My wife and I knew that the way we planned to grow our family would be through fostering and hopefully one day, if things worked out, foster-to-adopt. I had many doubts and fears for being a good enough parent to any future kids so it took me a lot longer to get onboard than my wife needed. She was extremely patient as I worked through many obstacles in therapy I had about my ability to be a parent. It took us about a year to take the classes and various paperwork and other criteria to get licensed to be foster parents. During our first class, the agency worker said people can get licensed in as little as three months but we took our time as many things would spook me or spark questions about my readiness. We were licensed in May 2023 and accepted our first placement in June.

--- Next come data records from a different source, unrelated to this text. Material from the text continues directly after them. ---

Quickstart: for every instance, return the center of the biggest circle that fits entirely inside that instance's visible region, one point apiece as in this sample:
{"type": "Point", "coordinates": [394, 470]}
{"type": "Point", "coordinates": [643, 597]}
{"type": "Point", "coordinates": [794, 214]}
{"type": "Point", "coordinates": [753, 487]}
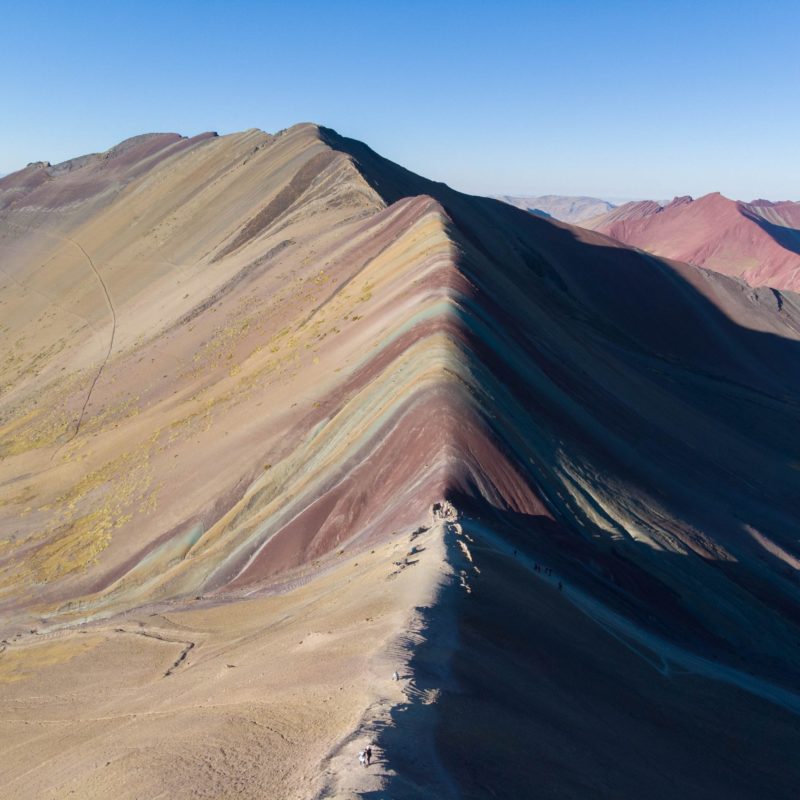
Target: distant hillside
{"type": "Point", "coordinates": [564, 208]}
{"type": "Point", "coordinates": [757, 241]}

This blog will cover two topics that elicit many complicated emotions and thoughts, infertility and fostering. Three years passed between my infertility diagnosis and getting licensed to foster. Those three years included many obstacles and setbacks to figuring out if I could someday be a parent to a child. I spent a lot of those years carrying a lot of loneliness, sadness, guilt, and doubt. I hope writing about these two topics from a male perspective will help anyone else feeling alone in their struggles. Our first few months with a placement have elicited many similar emotions from processing the infertility diagnosis. Again, I hope this blog relates to others and it helps those working through their own journeys.